Depuis 2005, date de l'intervention de l'ancien président Chirac devant l'Unesco, la France s'engage activement en faveur de la défense de la biodiversité. Bien que des actions et des plans aient été mis en oeuvre par la France pour assurer cette protection, force est de constater que les résultats restent insuffisants.
Aussi, dans le cadre du Grenelle de l'environnement, les participants comme le chef de l'Etat ont plaidé pour renforcer la protection de la biodiversité, c'est à dire garantir la diversité des espèces vivantes et leurs caractères génétiques.

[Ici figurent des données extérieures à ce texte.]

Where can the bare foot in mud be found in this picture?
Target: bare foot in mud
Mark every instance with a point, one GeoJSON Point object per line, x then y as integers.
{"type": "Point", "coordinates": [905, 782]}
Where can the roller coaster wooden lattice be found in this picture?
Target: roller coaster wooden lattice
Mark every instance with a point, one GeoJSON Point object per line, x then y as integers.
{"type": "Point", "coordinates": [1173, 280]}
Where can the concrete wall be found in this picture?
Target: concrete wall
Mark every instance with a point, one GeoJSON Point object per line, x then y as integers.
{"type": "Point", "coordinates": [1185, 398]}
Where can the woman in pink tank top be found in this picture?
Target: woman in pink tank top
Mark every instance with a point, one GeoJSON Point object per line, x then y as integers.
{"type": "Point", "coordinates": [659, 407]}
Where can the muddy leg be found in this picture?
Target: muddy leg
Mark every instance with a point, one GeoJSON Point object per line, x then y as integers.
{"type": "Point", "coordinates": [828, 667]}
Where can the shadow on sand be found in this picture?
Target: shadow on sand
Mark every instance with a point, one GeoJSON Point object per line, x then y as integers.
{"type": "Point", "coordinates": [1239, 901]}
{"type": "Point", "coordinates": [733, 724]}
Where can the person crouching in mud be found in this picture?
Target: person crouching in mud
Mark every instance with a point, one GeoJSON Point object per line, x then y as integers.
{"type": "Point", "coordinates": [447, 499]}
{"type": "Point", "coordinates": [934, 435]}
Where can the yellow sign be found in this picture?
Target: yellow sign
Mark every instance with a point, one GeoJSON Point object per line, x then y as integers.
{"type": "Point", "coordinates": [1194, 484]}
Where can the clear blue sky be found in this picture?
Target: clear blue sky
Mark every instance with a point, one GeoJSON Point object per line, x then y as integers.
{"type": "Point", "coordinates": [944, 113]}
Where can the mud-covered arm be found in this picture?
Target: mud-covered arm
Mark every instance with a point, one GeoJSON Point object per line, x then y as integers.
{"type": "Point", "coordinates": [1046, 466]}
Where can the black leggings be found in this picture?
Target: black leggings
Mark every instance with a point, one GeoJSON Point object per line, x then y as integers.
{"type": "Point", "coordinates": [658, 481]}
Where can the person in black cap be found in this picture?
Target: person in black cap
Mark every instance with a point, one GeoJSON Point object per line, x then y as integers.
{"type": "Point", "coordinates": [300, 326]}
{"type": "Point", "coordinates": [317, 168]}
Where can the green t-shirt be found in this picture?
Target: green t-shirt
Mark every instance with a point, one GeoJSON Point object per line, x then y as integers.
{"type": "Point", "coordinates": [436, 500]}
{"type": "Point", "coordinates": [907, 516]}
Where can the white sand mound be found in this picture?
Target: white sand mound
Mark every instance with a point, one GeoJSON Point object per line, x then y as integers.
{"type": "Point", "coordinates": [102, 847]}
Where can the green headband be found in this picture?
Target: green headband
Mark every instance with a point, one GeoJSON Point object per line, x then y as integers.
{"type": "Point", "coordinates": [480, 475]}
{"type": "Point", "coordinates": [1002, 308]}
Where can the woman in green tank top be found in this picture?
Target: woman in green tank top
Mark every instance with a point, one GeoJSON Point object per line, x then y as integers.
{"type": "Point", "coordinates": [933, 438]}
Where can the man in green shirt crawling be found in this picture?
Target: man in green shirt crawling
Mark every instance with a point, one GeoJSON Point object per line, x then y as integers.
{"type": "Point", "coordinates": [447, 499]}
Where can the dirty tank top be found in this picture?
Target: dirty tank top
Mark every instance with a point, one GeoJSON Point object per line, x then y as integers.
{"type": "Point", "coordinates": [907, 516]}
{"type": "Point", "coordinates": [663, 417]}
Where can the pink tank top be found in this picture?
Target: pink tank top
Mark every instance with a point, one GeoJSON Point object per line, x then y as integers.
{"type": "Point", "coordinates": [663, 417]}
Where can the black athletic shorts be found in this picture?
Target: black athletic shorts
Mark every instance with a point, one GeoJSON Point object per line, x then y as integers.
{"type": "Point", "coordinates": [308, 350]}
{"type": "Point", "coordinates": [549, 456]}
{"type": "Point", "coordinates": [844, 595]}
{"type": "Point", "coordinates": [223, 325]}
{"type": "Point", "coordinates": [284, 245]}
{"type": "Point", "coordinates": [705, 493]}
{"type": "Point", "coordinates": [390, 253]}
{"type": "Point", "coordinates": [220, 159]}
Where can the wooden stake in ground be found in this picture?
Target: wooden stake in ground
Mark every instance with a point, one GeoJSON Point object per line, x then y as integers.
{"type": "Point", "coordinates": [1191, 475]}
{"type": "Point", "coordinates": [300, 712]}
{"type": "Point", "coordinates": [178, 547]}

Un grand programme national pour la biodiversité des sols, et la création de la "trame-verte" permettant aux espèces de migrer et de survivre aux changements climatiques, font partis des chantiers prioritaires du gouvernemet de François Fillon (voir notre dossier).
Dans cette optique, les sénateurs Laffitte et de Saunier viennent de présenter à l'Office parlementaire d'évaluation des choix scientifiques et technologiques (OPECST) le deuxième tome de leur étude consacrée au développement durable "la biodiversité : l'autre choc ? l'autre chance ?", qui plaide en faveur d'actions concrètes, réfléchies et immédiates.
"Face à la détérioration de la biodiversité des espèces et à l'aggravation des menaces qui pèsent sur les écosystèmes de la planète, les sénateurs Pierre Laffitte et Claude Saunier se sont efforcés de déterminer les voies et les moyens d'une meilleure connaissance de cette biodiversité, les possibilités d'une amélioration de sa protection, et les conditions de sa valorisation afin qu'elle devienne une des assises de l'évolution de notre mode de développement vers la durabilité", explique le communiqué du Sénat sur le compte rendu de la séance.
Sur près de 200 pages, le rapport dresse un dizaine de propositions "visant à poser les bases de ce que pourrait être ce modèle de développement économique durable au cours des prochaines décennies". Elles portent sur l'intégration de la biodiversité dans la mondialisation, le fait d'activer les efforts de l'Union européenne, de mettre en phase la parole et les pratiques de la France, d'ériger la biodiversité en priorité de recherche, ou encore d'adapter la fiscalité à la valorisation de la biodiversité. Les sénateurs proposent également d'insérer les services rendus par les écosystèmes dans le calcul économique, d'aménager durablement le territoire , de lancer un programme de redensification urbaine, d'anticiper le changement climatique mais aussi de définir un nouveau contrat social avec les agriculteurs.